Dossier Output Structure
Assemble the final dossier into seven standardized sections:
- Profile: Company name, industry, size, status, website, relationship owner, tenure, primary contacts.
- Relationship History: First contact date, total interactions by type, engagement trend (increasing/stable/declining), key milestones.
- Recent Activity: Last 5 interactions across all sources (email, meeting, note), sorted by date.
- Open Items: Master list of pending actions, decisions needed, and follow-ups -- deduplicated across sources.
- Upcoming: Next scheduled meetings, pending deal milestones, approaching deadlines.
- Sentiment & Health: Overall sentiment (positive/neutral/negative), engagement level (high/medium/low), risk flags, health score (0-100).
- Key Documents: Most relevant documents sorted by recency, categorized by type.
Include metadata: completeness score, sources used, match confidence, cache timestamp, generation date. For the formatted executive brief derived from this dossier, see the relationship-summary skill's Executive Brief Template section.
Graceful Degradation
When a source is unavailable (gws CLI unavailable or authentication not configured or API error):
- Mark the source status as "unavailable" in the dossier metadata.
- Skip all extraction rules for that source.
- Adjust completeness scoring: set unavailable components to 0.0 but note "unavailable" vs. "no data found" in the breakdown.
- Continue synthesis with available sources. The minimum requirement is 1 gatherer returning data (per config.json's minimum_gatherers_required=1).

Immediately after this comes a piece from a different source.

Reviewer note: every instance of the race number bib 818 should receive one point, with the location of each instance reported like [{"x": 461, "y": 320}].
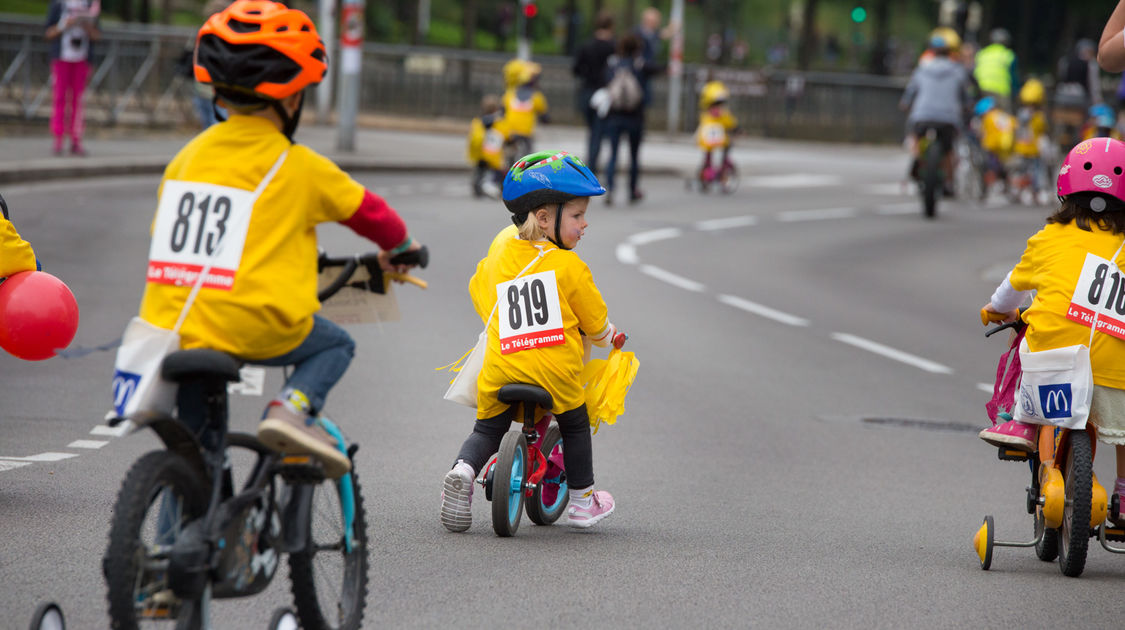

- Never fail the entire dossier because one optional source is unavailable. CRM and Email are required; Calendar, Documents, and Notes are optional enhancements.
Edge Cases
Client Not Found in CRM
When no Companies record matches the client name, proceed with email-first discovery. Search Gmail for the name, extract email addresses from matching threads, and use those addresses to search Calendar and Documents. Build a partial dossier and flag CRM Profile completeness as 0.0. Suggest creating a CRM record in the dossier's recommendations section.
Multiple CRM Matches
When the fuzzy search returns multiple Companies records, present all matches with their match confidence scores. Select the highest-confidence match automatically if confidence ≥ 0.8. If all matches score below 0.8, present the top 3 matches and ask the user to confirm which client to load.
Stale CRM Data
When the most recent CRM Communication entry is older than 90 days but email/calendar show recent activity, flag the CRM as potentially stale. Include a recommendation to update CRM records in the dossier.
New Client (Minimal Data)
When only 1-2 sources return data (e.g., a few emails but no CRM record), still produce the dossier. Focus the output on available data and clearly mark empty sections. Set completeness score accordingly and suggest data enrichment steps.